Dans un communiqué de janvier, le PST-POP ne mâche pas ses mots : « L’accord porte atteinte de manière irréversible à notre souveraineté et vide de son sens notre démocratie semi-directe. » Si ce ton peut sembler inhabituel à gauche de l’échiquier politique, Leo Schmid, syndicaliste tessinois et membre du Comité directeur du PST-POP, n’y voit que pure logique : « Notre politique n’a rien d’extrême. Nous sommes une force marxiste consciente que sans souveraineté populaire, aucune rupture avec le capitalisme n’est possible. L’Union européenne est une puissance impérialiste, dirigée par le grand capital international. Elle est faite pour briser les politiques en faveur des travailleurs. »

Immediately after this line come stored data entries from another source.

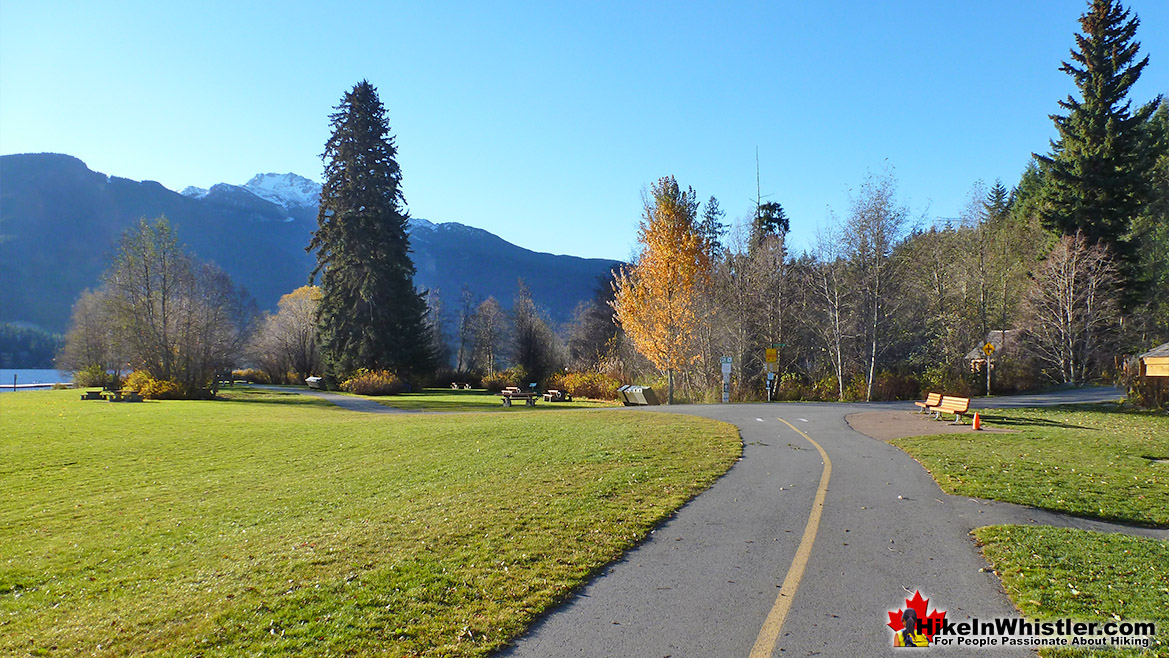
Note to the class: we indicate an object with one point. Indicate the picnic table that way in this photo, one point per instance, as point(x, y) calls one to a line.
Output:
point(514, 393)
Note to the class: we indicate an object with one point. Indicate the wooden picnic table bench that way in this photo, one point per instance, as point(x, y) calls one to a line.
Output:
point(124, 395)
point(932, 400)
point(554, 395)
point(514, 393)
point(952, 404)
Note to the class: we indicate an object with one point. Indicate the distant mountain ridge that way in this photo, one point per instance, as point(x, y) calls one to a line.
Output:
point(60, 223)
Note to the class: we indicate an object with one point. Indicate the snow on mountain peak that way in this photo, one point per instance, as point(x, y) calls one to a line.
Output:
point(415, 223)
point(285, 189)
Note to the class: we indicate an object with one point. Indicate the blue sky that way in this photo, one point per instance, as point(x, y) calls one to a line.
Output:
point(544, 122)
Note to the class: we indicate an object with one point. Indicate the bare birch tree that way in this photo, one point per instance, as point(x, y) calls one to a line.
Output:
point(1073, 307)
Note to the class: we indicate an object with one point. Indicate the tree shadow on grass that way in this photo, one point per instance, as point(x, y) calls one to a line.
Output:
point(255, 396)
point(1029, 422)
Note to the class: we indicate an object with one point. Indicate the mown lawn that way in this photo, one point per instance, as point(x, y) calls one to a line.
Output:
point(1098, 462)
point(1059, 573)
point(275, 524)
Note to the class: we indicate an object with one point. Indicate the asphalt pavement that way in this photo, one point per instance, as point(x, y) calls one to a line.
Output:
point(705, 582)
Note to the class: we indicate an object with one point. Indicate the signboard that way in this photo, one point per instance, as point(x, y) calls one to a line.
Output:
point(727, 361)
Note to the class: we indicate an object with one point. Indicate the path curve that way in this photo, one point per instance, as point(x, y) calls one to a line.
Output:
point(705, 581)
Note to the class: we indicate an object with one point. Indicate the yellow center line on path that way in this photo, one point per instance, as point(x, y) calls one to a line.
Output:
point(769, 635)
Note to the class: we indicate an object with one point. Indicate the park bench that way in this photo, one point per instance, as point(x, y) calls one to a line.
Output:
point(932, 400)
point(553, 395)
point(124, 395)
point(952, 404)
point(513, 393)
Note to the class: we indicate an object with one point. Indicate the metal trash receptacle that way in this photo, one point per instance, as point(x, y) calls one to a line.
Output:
point(636, 395)
point(621, 395)
point(649, 396)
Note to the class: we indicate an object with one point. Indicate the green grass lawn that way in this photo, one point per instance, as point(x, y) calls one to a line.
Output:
point(1057, 573)
point(450, 400)
point(1090, 462)
point(276, 524)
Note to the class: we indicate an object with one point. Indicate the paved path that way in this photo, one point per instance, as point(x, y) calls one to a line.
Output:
point(708, 581)
point(711, 580)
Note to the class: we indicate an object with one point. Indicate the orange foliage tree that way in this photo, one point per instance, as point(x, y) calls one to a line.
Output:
point(656, 299)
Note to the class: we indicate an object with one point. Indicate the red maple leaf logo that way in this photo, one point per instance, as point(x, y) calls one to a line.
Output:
point(929, 623)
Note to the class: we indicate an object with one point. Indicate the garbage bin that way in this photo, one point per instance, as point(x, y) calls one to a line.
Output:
point(636, 396)
point(621, 395)
point(649, 395)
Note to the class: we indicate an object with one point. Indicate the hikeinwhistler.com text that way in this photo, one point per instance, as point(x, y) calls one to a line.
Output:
point(1016, 631)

Pour Schmid, l’Union européenne n’est rien de moins qu’une menace systémique :
« Sans souveraineté, il ne peut y avoir de démocratie. Ce traité anéantit toute perspective de transformation sociale, car le socialisme nécessite un contrôle populaire des décisions. » Ce positionnement souverainiste du PST-POP, selon lui, n’a rien de nouveau. Dès les années 1950, le parti défendait la neutralité suisse dans un monde divisé par la Guerre froide. Ce revirement stratégique marque une rupture avec la ligne des années 1990-2010, où une ouverture prudente aux accords bilatéraux avait brouillé les cartes. « Cela nous a coûté en crédibilité, notamment auprès des ouvriers. Heureusement, nous avons rectifié le tir, et notre position actuelle est claire », reconnaît-il. La question d’un soutien à l’initiative sur la neutralité, toutefois, doit encore être formellement tranchée au sein du parti.
Une alliance improbable avec la droite souverainiste ?

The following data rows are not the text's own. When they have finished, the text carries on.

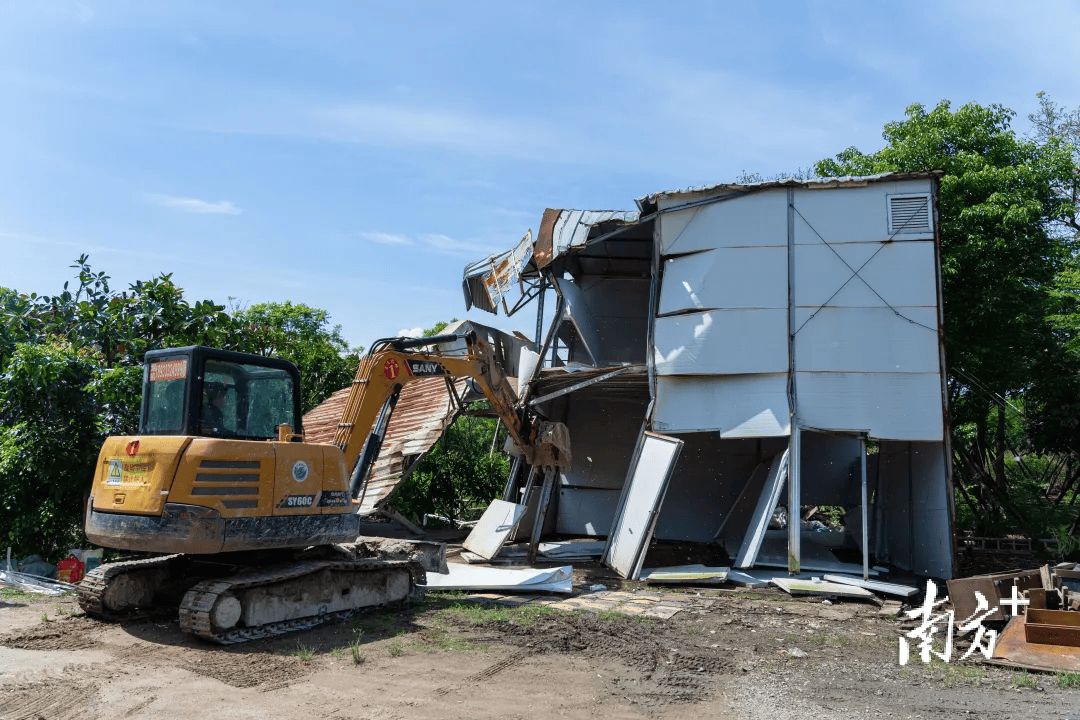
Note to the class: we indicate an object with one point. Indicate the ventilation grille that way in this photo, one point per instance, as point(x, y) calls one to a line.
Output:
point(909, 214)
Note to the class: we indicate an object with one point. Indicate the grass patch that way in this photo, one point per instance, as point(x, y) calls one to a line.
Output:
point(955, 674)
point(12, 594)
point(377, 624)
point(478, 614)
point(1024, 679)
point(1066, 679)
point(825, 639)
point(443, 640)
point(358, 656)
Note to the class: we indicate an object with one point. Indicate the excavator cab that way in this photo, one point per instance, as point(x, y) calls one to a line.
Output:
point(203, 392)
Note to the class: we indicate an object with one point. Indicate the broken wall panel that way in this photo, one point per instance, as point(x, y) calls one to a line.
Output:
point(725, 277)
point(707, 478)
point(721, 342)
point(885, 405)
point(423, 412)
point(756, 220)
point(736, 406)
point(866, 340)
point(604, 430)
point(619, 308)
point(854, 214)
point(823, 273)
point(931, 506)
point(832, 463)
point(653, 461)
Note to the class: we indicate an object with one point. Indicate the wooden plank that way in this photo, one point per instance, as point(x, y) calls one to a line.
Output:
point(1064, 617)
point(794, 586)
point(888, 588)
point(1052, 635)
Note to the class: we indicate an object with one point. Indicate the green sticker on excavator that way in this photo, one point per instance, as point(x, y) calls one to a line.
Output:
point(116, 472)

Interrogé sur la proximité apparente avec certains mots d’ordre de l’UDC, le syndicaliste reconnaît l’embarras que cela peut susciter au sein de sa formation : « Nous avons bien sûr des réticences à être associés à un parti xénophobe et ultralibéral comme l’UDC. Cependant, nos divergences sur ces sujets ne doivent pas nous empêcher de converger lorsqu’il s’agit de défendre la souveraineté ou de s’opposer à l’envoi d’armes en Ukraine. » Ce pragmatisme, selon lui, ne doit pas être confondu avec un alignement idéologique. La souveraineté populaire, pour le PST-POP, est un préalable à tout projet politique marxiste.
Bien que le souverainisme puisse transcender les clivages idéologiques, Kevin Grangier, coordinateur romand de Pro Suisse, met en garde contre les risques d’une alliance contre-nature. « On ne gagnera pas la votation sur la neutralité en aseptisant les discours ou en créant un mariage de raison entre souverainistes et communistes, mais parce que chacun de nous assumera son ADN politique et convaincra ses électeurs avec ses arguments propres. »
Campagne coordonnée peut-être, si le PST-POP va au bout de sa logique et se lance dans la bataille, mais pas campagne commune en définitive.